Optimizing for SIMD Integer Applications 4
4-33
Note that the output is a packed doubleword. If needed, a pack
instruction can be used to convert the result to 16-bit (thereby matching
the format of the input).
Packed 32*32 Multiply
The PMULUDQ instruction performs an unsigned multiply on the lower
pair of double-word operands within each 64-bit chunk from the two
sources; the full 64-bit result from each multiplication is returned to the
destination register. This instruction is added in both a 64-bit and
128-bit version; the latter performs 2 independent operations, on the low
and high halves of a 128-bit register.
Packed 64-bit Add/Subtract
The PADDQ/PSUBQ instructions add/subtract quad-word operands within
each 64-bit chunk from the two sources; the 64-bit result from each
computation is written to the destination register.

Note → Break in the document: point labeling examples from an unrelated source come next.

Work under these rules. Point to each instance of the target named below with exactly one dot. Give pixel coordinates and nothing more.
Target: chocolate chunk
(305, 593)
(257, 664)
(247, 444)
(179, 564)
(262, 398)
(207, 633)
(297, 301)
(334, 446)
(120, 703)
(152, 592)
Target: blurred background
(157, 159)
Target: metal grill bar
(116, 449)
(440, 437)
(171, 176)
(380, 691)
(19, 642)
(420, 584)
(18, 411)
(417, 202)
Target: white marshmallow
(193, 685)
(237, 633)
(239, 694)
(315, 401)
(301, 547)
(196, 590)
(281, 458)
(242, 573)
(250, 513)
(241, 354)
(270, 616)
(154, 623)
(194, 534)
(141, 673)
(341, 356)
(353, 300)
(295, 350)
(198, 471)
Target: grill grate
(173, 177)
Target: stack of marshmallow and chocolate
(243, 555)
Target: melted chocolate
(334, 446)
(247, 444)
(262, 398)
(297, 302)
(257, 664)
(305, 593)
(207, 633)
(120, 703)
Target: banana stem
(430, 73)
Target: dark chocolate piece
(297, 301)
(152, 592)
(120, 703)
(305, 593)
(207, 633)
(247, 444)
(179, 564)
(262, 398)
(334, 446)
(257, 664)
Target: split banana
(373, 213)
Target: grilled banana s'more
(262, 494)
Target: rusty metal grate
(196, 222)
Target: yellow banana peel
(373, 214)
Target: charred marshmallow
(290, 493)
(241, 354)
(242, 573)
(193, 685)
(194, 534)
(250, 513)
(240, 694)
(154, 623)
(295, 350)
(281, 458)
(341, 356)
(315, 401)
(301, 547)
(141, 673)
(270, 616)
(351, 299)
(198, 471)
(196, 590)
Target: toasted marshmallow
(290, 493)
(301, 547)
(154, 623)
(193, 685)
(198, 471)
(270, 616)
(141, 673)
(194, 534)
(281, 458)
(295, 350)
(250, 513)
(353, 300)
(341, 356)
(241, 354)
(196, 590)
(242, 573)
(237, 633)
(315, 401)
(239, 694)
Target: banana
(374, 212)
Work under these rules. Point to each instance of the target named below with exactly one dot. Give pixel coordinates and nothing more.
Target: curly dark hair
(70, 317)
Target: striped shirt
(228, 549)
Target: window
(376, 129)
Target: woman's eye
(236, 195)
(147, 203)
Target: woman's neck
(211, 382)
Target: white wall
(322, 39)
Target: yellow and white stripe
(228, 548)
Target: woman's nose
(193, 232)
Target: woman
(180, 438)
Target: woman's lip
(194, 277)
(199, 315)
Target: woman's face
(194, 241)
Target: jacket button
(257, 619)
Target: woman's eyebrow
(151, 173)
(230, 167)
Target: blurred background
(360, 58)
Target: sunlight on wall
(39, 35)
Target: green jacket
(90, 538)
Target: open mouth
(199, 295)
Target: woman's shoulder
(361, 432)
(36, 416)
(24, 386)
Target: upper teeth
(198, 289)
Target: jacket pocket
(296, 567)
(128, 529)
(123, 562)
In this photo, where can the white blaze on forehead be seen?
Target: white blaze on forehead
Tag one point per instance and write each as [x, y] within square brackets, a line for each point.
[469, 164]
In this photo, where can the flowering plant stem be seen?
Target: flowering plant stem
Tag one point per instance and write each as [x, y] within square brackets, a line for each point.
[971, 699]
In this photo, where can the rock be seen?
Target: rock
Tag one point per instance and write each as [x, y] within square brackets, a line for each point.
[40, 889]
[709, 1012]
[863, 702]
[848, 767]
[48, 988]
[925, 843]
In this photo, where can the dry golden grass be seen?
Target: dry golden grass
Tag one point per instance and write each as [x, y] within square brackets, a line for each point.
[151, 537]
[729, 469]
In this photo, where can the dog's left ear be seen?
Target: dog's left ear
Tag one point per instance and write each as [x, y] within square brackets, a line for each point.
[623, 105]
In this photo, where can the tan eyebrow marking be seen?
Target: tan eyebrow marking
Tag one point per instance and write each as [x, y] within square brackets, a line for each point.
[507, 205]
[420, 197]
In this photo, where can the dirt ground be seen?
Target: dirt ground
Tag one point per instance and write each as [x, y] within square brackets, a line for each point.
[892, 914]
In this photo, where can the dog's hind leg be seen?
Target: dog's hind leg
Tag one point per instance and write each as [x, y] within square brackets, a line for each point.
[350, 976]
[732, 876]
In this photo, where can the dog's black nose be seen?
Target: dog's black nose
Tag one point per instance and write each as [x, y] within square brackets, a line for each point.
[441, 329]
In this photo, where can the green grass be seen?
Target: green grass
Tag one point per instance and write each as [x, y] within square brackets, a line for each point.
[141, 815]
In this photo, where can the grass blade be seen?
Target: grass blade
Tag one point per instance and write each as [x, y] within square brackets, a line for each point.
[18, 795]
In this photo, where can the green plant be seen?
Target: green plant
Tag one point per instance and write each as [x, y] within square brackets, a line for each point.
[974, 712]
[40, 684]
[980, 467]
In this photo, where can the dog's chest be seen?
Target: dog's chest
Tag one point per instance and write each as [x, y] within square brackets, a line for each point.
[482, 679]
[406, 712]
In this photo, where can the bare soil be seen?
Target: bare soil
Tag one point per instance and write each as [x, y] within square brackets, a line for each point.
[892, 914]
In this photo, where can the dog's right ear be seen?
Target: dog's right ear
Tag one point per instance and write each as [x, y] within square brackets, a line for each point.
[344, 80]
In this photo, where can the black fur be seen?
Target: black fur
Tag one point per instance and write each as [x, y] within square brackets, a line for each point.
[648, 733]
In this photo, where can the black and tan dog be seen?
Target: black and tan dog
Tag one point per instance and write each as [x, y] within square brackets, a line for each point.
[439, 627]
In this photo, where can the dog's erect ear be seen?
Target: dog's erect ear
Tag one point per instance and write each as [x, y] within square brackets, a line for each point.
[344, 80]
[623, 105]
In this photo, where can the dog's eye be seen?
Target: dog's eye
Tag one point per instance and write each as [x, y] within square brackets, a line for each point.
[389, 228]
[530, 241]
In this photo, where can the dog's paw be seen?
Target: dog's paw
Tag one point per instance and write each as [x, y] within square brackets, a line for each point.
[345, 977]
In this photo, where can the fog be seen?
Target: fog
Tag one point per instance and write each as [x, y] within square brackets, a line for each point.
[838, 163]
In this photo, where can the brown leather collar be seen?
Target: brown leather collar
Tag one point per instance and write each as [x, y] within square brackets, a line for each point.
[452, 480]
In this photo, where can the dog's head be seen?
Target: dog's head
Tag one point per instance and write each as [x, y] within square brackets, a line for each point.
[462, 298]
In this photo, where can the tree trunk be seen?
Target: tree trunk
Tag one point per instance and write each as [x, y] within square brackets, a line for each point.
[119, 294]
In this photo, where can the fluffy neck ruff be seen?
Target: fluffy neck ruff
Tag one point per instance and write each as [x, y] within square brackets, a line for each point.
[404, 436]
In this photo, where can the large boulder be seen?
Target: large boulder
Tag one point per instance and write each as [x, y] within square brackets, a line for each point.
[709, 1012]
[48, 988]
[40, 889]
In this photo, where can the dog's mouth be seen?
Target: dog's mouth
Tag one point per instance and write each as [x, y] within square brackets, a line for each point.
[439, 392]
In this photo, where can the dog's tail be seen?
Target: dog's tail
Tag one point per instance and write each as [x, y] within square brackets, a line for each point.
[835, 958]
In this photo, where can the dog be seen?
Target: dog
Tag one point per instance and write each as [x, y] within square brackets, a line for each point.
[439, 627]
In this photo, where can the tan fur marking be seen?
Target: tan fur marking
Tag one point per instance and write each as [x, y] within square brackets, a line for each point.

Like the integer
ADD/SUB instruction, PADDQ/PSUBQ can operate on either unsigned or
signed (two’s complement notation) integer operands. When an
individual result is too large to be represented in 64-bits, the lower
64-bits of the result are written to the destination operand and therefore
the result wraps around. These instructions are added in both a 64-bit
and 128-bit version; the latter performs 2 independent operations, on the
low and high halves of a 128-bit register.
128-bit Shifts
The pslldq/psrldq instructions shift the first operand to the left/right
by the amount of bytes specified by the immediate operand. The empty
low/high-order bytes are cleared (set to zero). If the value specified by
the immediate operand is greater than 15, then the destination is set to
all zeros.